Opinion
No. KA 05-01459.
March 16, 2007.
Appeal from a judgment of the Wayne County Court (Dennis M. Kehoe, J.), rendered February 1, 2005. The judgment convicted defendant, upon a jury verdict, of murder in the second degree, attempted robbery in the first degree, and assault in the third degree.
THE PARKS LAW OFFICE, P.C., ITHACA (DAVID M. PARKS OF COUNSEL), FOR DEFENDANT-APPELLANT.
RICHARD M. HEALY, DISTRICT ATTORNEY, LYONS (MELVIN BRESSLER OF COUNSEL), FOR RESPONDENT.
Present — Scudder, P.J., Smith, Centra, Fahey and Pine, JJ.
It is hereby ordered that the judgment so appealed from be and the same hereby is unanimously affirmed.
Memorandum: Defendant appeals from a judgment convicting him after a jury trial of murder in the second degree (Penal Law §§ 125.25 [felony murder]), attempted robbery in the first degree (§§ 110.00, 160.15 [1]), and assault in the third degree (§§ 120.00 [1]). It is undisputed that the victim died from injuries that he sustained when he fell and hit his head on the pavement after defendant punched him in the head. Defendant contends that the verdict is against the weight of the evidence because the People failed to establish that he intended to rob the victim. We reject that contention ( see generally People v Bleakley, 69 NY2d 490, 495).
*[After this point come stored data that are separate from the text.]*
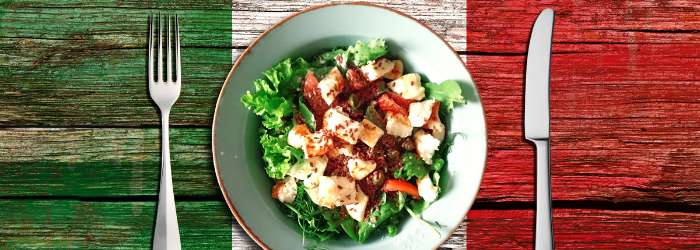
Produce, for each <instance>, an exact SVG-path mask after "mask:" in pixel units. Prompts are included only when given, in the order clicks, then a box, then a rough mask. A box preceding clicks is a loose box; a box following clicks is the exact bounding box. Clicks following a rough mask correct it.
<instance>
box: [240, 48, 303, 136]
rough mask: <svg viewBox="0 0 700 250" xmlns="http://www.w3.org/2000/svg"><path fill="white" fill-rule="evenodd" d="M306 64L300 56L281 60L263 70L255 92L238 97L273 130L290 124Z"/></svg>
mask: <svg viewBox="0 0 700 250" xmlns="http://www.w3.org/2000/svg"><path fill="white" fill-rule="evenodd" d="M308 69H309V64H308V63H307V62H306V61H304V59H301V58H299V59H297V60H295V61H292V60H291V59H287V60H284V61H283V62H281V63H279V64H277V65H275V66H274V67H272V68H271V69H269V70H266V71H265V72H263V74H264V75H265V76H266V77H267V79H257V80H255V81H254V82H253V83H254V84H255V94H251V93H250V92H248V93H246V95H244V96H243V97H241V102H243V105H245V107H246V108H248V109H251V108H254V109H253V112H255V114H257V115H260V116H261V117H262V118H263V121H262V124H263V126H265V128H267V129H269V130H271V132H272V133H273V134H281V133H282V131H283V130H284V129H285V128H286V127H288V126H290V125H293V121H292V119H291V117H292V116H293V115H294V114H295V112H296V111H295V108H296V106H297V105H296V103H295V102H294V101H293V100H295V97H296V96H298V95H299V89H300V88H301V85H302V82H303V79H304V76H305V75H306V71H307V70H308Z"/></svg>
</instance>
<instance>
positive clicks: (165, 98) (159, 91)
mask: <svg viewBox="0 0 700 250" xmlns="http://www.w3.org/2000/svg"><path fill="white" fill-rule="evenodd" d="M161 18H162V17H161V14H160V13H158V72H157V73H158V80H154V79H153V29H154V28H153V13H151V24H150V27H149V29H148V90H149V92H150V93H151V99H153V101H154V102H155V103H156V104H157V105H158V108H159V109H160V113H161V118H162V129H163V138H162V139H163V143H162V145H163V149H162V151H163V154H162V156H161V163H162V165H161V169H160V171H161V172H160V191H159V194H158V212H157V215H156V227H155V232H154V236H153V249H180V232H179V229H178V226H177V215H176V213H175V196H174V195H173V180H172V174H171V172H170V143H169V139H170V138H169V134H168V128H169V127H168V116H169V115H170V108H171V107H172V106H173V104H174V103H175V101H176V100H177V98H178V97H179V96H180V83H181V82H182V81H181V78H180V75H181V72H180V29H179V25H178V21H177V14H175V34H176V36H177V37H176V39H175V81H173V78H172V58H171V54H172V53H171V46H170V33H171V31H170V13H168V31H167V32H168V34H167V42H168V44H167V45H168V52H167V53H168V55H167V61H168V62H167V69H166V70H167V73H166V74H167V80H166V81H163V52H162V49H163V38H162V37H163V24H162V21H161Z"/></svg>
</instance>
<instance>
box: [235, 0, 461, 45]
mask: <svg viewBox="0 0 700 250" xmlns="http://www.w3.org/2000/svg"><path fill="white" fill-rule="evenodd" d="M333 2H353V1H333ZM366 2H368V3H373V4H377V5H381V6H386V7H389V8H392V9H395V10H397V11H401V12H403V13H405V14H407V15H410V16H412V17H414V18H416V19H417V20H419V21H421V22H423V23H425V24H426V25H427V26H428V27H430V28H431V29H433V30H434V31H435V32H436V33H437V34H439V35H440V36H442V37H443V38H444V39H445V40H446V41H447V42H448V43H449V44H450V46H452V48H454V49H455V50H456V51H465V50H466V48H467V45H466V18H467V5H466V1H464V0H446V1H424V0H409V1H402V2H400V3H393V2H387V1H383V0H373V1H366ZM327 3H329V2H328V1H320V0H311V1H234V3H233V9H234V11H233V31H234V36H233V45H234V46H248V45H249V44H250V43H251V42H252V41H253V40H255V38H257V37H258V36H259V35H260V34H262V33H263V32H264V31H265V30H267V29H268V28H269V27H271V26H272V25H274V24H275V23H277V22H279V21H281V20H282V19H283V18H285V17H287V16H289V15H292V14H294V13H295V12H298V11H301V10H304V9H307V8H310V7H313V6H316V5H322V4H327ZM338 29H342V27H338Z"/></svg>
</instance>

Several witnesses testified that defendant made statements in which he referred to robbing the victim, both before and after he struck the victim, and the jury was entitled to credit that testimony ( see generally People v Walek, 28 AD3d 1246, lv denied 7 NY3d 764).
We reject defendant's further contention that County Court abused its discretion in refusing to permit several witnesses to testify that they heard another witness repeat a remark allegedly made by the victim to that witness. The defense theory at trial was that defendant struck the victim because the victim made an offensive remark to one of defendant's companions when the companion asked the victim for money, not because defendant intended to rob the victim. Contrary to defendant's contention, the testimony was hearsay inasmuch as it was offered for the truth of the facts asserted in the statement of defendant's companion, i.e., that the victim made the offensive remark ( see generally People v Huertas, 75 NY2d 487, 491-492), and the testimony does not fall within an exception to the hearsay rule ( cf. People v Matthews, 16 AD3d 135, 137, lv denied 4 NY3d 888).
We reject defendant's further contention that the court erred in ruling that a defense witness could testify that defendant admitted that he struck the victim but could not testify that defendant stated that he did so because the victim made an offensive remark. Contrary to the contention of defendant, the exculpatory portion of the statement was not admissible as part of his complete statement inasmuch as the inculpatory portion of the statement had not been offered against him ( see Prince, Richardson on Evidence §§ 8-210 [Farrell 11th ed]). Rather, the statement "was essentially a factual assertion of his innocence constituting hearsay" ( People v Villanueva, 35 AD3d 229, 230; see People v Reynoso, 73 NY2d 816, 819; see also People v Pearson, 28 AD3d 587, lv denied 7 NY3d 793).
By failing to object to the court's ultimate Sandoval ruling, defendant failed to preserve for our review his contention that the court abused its discretion in ruling that the People could cross-examine him with respect to previous convictions of petit larceny, criminal possession of stolen property and burglary, all of which had occurred within the previous five years ( see generally People v Alston, 27 AD3d 1141, 1141-1142, lv denied 6 NY3d 892). In any event, we conclude that those convictions involve "acts of individual dishonesty" ( People v Sandoval, 34 NY2d 371, 377), and the court's ruling thus does not constitute an abuse of discretion ( see Alston, 27 AD3d at 1142). Finally, the sentence is not unduly harsh or severe.